I am working on training a Convolutional Neural Network (CNN) with satellite imagery data to estimate population density from RGB images. The satellite imagery is stored in a TIFF file, and I am using xarray to open the data. I am facing challenges in efficiently generating datasets for training.
I want to create different images for each training epoch by sampling random images from each section of the xarray. Currently, I have a function that generates a random point from each polygon in the dataset and creates an image. However, using tf.py_function for this function has resulted in a bottleneck during image generation, as the GPU is constantly waiting for the data to be generated. I think the data is not being prefetched because of the usage of tf.py_function.

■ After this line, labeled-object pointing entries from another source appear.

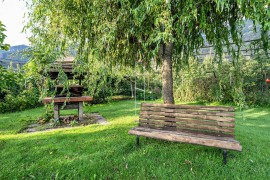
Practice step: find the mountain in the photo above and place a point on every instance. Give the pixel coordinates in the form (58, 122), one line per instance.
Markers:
(15, 54)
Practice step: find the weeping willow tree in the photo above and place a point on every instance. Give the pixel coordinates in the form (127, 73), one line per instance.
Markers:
(2, 37)
(125, 32)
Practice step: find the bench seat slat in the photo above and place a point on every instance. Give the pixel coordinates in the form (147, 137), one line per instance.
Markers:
(189, 120)
(213, 108)
(212, 141)
(189, 111)
(191, 126)
(180, 115)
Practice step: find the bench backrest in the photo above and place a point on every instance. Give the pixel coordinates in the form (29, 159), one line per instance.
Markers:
(212, 120)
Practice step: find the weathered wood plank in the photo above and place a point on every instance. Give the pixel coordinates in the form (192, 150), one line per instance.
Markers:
(192, 133)
(179, 115)
(172, 136)
(191, 126)
(66, 99)
(189, 121)
(217, 108)
(190, 111)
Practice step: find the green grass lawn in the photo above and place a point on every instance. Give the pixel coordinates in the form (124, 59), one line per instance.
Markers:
(108, 152)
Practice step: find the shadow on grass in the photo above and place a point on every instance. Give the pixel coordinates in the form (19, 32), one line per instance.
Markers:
(104, 153)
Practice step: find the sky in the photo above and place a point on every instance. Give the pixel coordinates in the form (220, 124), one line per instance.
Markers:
(12, 16)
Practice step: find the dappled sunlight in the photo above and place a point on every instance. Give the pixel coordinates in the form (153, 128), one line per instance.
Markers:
(107, 151)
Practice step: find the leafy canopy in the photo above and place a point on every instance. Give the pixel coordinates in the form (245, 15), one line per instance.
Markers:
(127, 30)
(2, 37)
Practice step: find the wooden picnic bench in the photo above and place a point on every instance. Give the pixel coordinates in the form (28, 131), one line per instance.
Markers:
(203, 125)
(71, 103)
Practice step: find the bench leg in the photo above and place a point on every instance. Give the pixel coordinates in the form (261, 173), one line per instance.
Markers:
(56, 112)
(137, 140)
(80, 111)
(224, 156)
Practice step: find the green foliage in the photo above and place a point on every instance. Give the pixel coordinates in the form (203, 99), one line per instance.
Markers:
(73, 123)
(128, 31)
(17, 92)
(242, 83)
(108, 152)
(2, 37)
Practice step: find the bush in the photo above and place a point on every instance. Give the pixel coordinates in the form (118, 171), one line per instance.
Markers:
(16, 92)
(242, 83)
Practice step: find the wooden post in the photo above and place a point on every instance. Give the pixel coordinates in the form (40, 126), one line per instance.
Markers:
(56, 112)
(80, 111)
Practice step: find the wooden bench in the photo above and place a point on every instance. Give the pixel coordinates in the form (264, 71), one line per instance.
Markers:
(71, 103)
(203, 125)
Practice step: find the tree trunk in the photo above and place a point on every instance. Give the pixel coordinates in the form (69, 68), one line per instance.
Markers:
(167, 77)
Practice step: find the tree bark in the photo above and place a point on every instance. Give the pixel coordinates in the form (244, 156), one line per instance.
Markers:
(167, 76)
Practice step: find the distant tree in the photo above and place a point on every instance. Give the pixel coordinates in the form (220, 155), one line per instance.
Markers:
(130, 31)
(2, 37)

This is a minimal version of the code I'm currently working with:
import xarray as xr
import geopandas as gpd
import numpy as np
import tensorflow as tf
from Shapely import Point
img_size = 128
dataset = xr.open_dataset("sat_img.tif")
gdf = gpd.read_file("neighbours.parquet")
def find_nearest_idx(array, value):
''' Returns the index of the nearest value of {value} from the array'''
array = np.asarray(array)
idx = (np.abs(array - value)).argmin()
return idx
def random_point_from_geometry(polygon, size=100):
'''Generates a random point within the bounds of a Polygon.'''
# Get bounds of the shapefile's polygon
(minx, miny, maxx, maxy) = polygon.bounds
# Loop until finding a random point inside the polygon
while 0 == 0:
# generate random data within the bounds
x = np.random.uniform(minx, maxx, 1)
y = np.random.uniform(miny, maxy, 1)
point = Point(x, y)
if polygon.contains(point):
return x, y
def get_data(i):
''' Generates image and label for the neighbour i from the GeoDataFrame. '''
# Get the polygon and the label of that index (neighbour)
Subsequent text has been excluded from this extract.